Barış Atay ve Cüneyt Sezer'in rol aldığı oyun, 10 Kasım tarihinde Bürgerhaus- Wilhelmsburg, Mengestrasse 20. 21107 Hamburg adresinde sahnelenecektir..

Rus yazar Fjodor Dostoyevski tarafından yazılan, dünya edebiyatının önemli eserlerinden Suç ve Ceza’nın iki kahramanı yarım kalmış bir hesabı görmek için yüzyılı aşkın bir süre sonra tekrar bir araya geliyorlar.

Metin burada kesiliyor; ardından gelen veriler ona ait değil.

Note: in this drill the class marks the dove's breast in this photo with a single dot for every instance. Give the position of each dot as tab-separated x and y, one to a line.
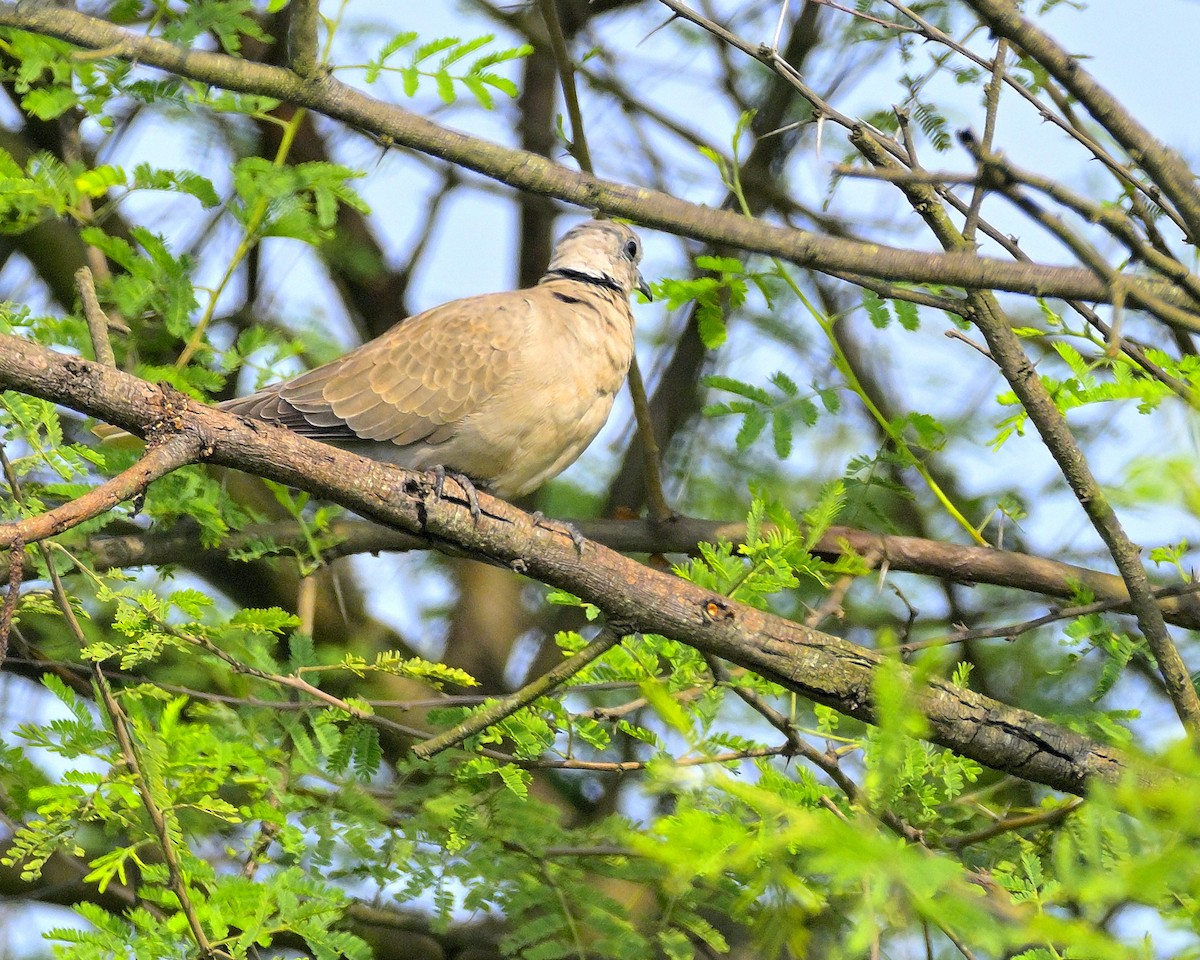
557	395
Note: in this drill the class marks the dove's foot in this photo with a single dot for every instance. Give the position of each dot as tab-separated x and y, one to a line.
468	487
563	526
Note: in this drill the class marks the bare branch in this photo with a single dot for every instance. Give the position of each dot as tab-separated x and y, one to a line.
820	666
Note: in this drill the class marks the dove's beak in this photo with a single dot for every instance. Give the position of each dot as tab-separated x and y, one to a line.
643	288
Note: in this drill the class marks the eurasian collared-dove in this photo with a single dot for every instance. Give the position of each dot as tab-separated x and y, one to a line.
507	388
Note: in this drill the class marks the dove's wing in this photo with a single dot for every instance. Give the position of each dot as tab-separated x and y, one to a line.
412	384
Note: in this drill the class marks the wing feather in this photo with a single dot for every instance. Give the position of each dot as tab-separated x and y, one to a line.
411	384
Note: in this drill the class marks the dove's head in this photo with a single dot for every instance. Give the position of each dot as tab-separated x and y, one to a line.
600	251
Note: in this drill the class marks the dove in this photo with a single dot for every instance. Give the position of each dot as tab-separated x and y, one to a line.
504	390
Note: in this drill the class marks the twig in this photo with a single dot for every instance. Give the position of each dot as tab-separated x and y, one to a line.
1041	819
579	144
160	460
303	19
991	99
610	635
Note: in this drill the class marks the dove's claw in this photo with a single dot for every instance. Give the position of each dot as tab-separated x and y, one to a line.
439	480
565	526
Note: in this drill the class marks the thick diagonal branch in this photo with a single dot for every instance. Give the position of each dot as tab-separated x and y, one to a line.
820	666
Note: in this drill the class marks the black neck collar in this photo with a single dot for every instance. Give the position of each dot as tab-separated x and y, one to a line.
581	277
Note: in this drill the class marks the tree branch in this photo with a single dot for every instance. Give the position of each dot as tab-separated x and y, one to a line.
820	666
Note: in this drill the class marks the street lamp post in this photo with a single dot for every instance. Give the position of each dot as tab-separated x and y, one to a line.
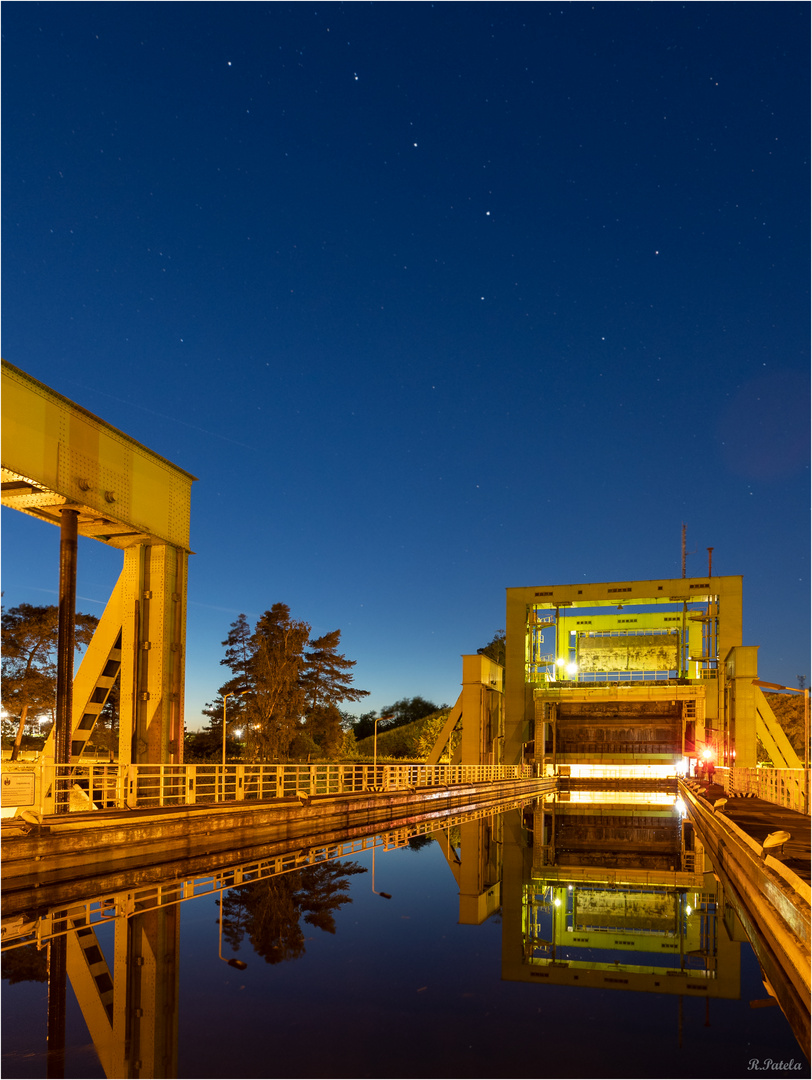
231	693
387	895
375	752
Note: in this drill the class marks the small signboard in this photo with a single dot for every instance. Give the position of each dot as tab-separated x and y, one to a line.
18	788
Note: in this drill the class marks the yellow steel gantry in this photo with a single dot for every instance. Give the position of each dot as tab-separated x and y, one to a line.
58	457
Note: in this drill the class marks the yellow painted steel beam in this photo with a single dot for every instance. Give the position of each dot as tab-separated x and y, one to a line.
445	734
773	737
93	986
557	607
55	454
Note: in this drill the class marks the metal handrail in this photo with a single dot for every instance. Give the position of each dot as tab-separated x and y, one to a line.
120	786
786	787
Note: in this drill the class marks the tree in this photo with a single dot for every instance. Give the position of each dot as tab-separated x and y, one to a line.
408	710
326	679
29	643
325	683
364	726
278	701
495	648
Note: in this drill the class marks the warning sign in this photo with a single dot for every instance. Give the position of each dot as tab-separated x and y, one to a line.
18	788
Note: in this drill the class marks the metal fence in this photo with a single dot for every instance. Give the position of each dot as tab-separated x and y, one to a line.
785	787
119	786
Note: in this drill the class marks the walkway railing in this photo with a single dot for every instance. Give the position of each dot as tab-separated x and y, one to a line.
119	786
785	787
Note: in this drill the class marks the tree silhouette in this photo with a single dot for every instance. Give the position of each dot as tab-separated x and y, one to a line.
270	913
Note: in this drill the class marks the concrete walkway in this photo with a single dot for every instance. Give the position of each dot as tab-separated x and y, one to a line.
758	819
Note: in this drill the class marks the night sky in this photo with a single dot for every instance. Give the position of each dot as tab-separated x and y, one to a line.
434	298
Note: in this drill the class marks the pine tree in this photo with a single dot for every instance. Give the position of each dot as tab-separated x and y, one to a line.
276	703
29	639
325	682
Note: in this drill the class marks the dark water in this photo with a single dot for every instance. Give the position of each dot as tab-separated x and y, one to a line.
344	983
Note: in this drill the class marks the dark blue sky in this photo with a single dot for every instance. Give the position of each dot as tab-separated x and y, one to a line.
435	299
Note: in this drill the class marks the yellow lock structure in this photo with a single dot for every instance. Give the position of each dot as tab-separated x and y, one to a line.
68	468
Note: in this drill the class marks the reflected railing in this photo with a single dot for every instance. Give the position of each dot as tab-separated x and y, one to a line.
17	930
785	787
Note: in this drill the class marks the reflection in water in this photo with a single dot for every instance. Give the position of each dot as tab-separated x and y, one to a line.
270	912
616	896
595	892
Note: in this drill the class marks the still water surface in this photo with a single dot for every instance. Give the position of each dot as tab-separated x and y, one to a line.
342	982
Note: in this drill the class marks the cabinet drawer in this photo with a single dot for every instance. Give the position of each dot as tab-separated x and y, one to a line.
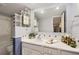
33	47
68	53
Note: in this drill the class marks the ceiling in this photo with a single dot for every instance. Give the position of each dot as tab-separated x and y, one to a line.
49	8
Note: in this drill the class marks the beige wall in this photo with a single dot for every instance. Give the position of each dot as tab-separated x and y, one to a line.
5	33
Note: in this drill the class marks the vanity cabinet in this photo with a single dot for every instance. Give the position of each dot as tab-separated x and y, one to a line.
33	49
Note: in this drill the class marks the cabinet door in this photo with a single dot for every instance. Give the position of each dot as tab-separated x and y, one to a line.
27	51
33	47
68	53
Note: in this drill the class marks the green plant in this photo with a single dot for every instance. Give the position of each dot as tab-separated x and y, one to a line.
32	35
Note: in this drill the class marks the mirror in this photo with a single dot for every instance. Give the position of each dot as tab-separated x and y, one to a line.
51	19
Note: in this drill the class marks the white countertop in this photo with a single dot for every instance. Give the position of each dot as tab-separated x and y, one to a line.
58	45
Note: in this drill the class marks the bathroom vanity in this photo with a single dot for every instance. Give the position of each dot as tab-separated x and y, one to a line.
39	47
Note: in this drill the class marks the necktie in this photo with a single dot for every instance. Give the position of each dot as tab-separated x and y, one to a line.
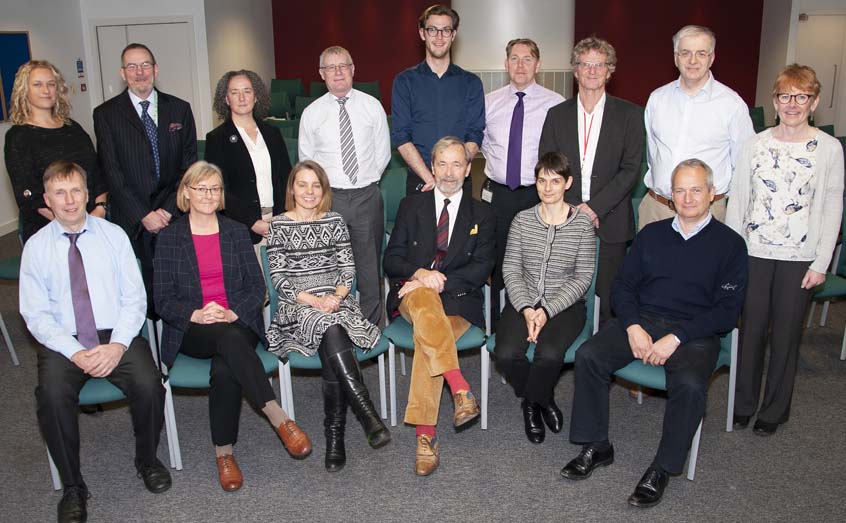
515	145
347	143
443	235
152	133
86	327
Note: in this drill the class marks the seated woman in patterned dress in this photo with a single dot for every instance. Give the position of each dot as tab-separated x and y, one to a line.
312	270
209	291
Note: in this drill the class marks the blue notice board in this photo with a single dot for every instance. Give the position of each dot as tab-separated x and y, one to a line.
14	52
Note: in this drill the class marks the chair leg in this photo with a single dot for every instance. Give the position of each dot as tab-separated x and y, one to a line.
732	381
811	314
694	453
172	432
383	397
9	342
392	370
486	369
54	472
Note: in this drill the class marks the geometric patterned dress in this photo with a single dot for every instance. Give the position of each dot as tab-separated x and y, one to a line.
314	257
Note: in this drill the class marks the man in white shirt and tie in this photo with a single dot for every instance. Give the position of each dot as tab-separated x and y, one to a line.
346	132
514	117
692	117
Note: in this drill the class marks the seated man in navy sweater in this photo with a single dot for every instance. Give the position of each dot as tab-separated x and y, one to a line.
680	287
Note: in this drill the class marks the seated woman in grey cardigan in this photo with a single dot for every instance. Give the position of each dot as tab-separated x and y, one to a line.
548	267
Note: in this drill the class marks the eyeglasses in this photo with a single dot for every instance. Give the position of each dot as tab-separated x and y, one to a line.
685	54
433	31
144	66
592	65
800	99
209	191
337	67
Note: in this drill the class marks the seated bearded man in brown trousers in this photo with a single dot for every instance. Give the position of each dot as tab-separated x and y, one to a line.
440	254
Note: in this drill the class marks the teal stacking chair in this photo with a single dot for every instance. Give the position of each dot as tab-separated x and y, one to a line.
10	269
317	89
591	326
834	285
400	335
654	377
97	391
298	361
371	88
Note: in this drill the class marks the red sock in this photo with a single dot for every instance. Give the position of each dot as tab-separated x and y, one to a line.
456	381
425	430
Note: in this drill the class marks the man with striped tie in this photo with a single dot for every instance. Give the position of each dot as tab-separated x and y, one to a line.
346	132
440	255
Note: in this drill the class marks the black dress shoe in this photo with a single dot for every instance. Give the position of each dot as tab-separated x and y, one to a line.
741	422
155	475
762	428
650	489
552	416
532	421
582	466
72	507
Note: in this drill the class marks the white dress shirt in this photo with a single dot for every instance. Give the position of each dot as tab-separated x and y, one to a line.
589	127
118	299
499	107
260	157
320	137
710	125
153	110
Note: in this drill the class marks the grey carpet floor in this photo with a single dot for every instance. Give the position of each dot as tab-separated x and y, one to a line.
491	475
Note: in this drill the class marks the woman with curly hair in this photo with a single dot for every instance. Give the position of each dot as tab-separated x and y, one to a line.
251	153
42	133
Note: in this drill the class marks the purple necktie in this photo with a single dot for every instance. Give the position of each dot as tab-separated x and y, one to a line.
86	327
515	145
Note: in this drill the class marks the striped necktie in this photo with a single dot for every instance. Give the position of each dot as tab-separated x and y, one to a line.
347	143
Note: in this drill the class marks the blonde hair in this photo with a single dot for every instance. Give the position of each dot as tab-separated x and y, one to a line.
309	165
20	111
199	171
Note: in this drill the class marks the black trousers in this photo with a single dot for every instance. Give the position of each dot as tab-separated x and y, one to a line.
774	300
687	370
335	341
536	381
610	259
57	398
235	366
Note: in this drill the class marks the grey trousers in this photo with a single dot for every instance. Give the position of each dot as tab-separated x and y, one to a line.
362	211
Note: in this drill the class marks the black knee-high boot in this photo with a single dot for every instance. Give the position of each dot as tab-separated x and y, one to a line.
335	412
346	369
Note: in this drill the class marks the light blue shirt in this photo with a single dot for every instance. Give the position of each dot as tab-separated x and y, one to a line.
153	110
693	232
114	281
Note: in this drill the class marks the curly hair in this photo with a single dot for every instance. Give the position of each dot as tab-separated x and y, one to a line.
262	106
20	109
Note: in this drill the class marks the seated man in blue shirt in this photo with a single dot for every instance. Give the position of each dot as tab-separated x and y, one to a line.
83	299
681	285
433	99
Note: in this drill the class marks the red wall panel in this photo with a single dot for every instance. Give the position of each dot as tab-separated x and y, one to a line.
381	35
642	31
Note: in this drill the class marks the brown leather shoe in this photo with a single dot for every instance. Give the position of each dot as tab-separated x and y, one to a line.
427	455
294	439
466	407
229	473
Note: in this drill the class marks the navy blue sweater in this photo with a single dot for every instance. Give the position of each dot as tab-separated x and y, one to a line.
700	283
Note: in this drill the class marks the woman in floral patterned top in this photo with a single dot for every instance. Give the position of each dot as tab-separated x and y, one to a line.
786	200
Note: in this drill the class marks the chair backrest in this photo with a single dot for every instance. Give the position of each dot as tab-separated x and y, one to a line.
300	103
371	88
317	89
392	186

“Her şey insanın içinde yaşadığı ortama, koşullara bağlıdır. Her şeyi belirleyen ortamdır, insansa bir hiçtir.” Dostoyevski

DOSTOYEVSKİ'NİN ROMANINDAN OYUNLAŞTIRILDI

"Suç ve Ceza" Rus yazar Fyodor Dostoyevski tarafından yazılan romandır. İlk olarak 1866 yılı boyunca edebiyat dergisi Rus Habercisi'nde on iki ayda yayımlandı. Daha sonra tek cilt olarak yayımlandı. Dostoyevski'nin beş yıl süren Sibirya sürgününün dönüşü yazdığı tam uzunluktaki ikinci romanıdır. Suç ve Ceza, yazarın "olgunluk" döneminin ilk büyük romanı olarak kabul edilir

Avrupa Türkiyeli İşçiler Konfederasyonu (ATİK) tarafından 10 Kasım tarihinde Hamburg'da düzenlenen oyunun konusu kısaca şöyle:

“Alyona İvanovna ve kardeşi Lizaveta İvanovna’nın Raskolnikov tarafından öldürülmesinin üzerinden tam 153 yıl geçmiştir. Raskolnikov, işlediği cinayetin üzerinden bunca yıl geçmesine rağmen hâlâ hayatta ve hemen hemen cinayeti işlediği yaşlardadır.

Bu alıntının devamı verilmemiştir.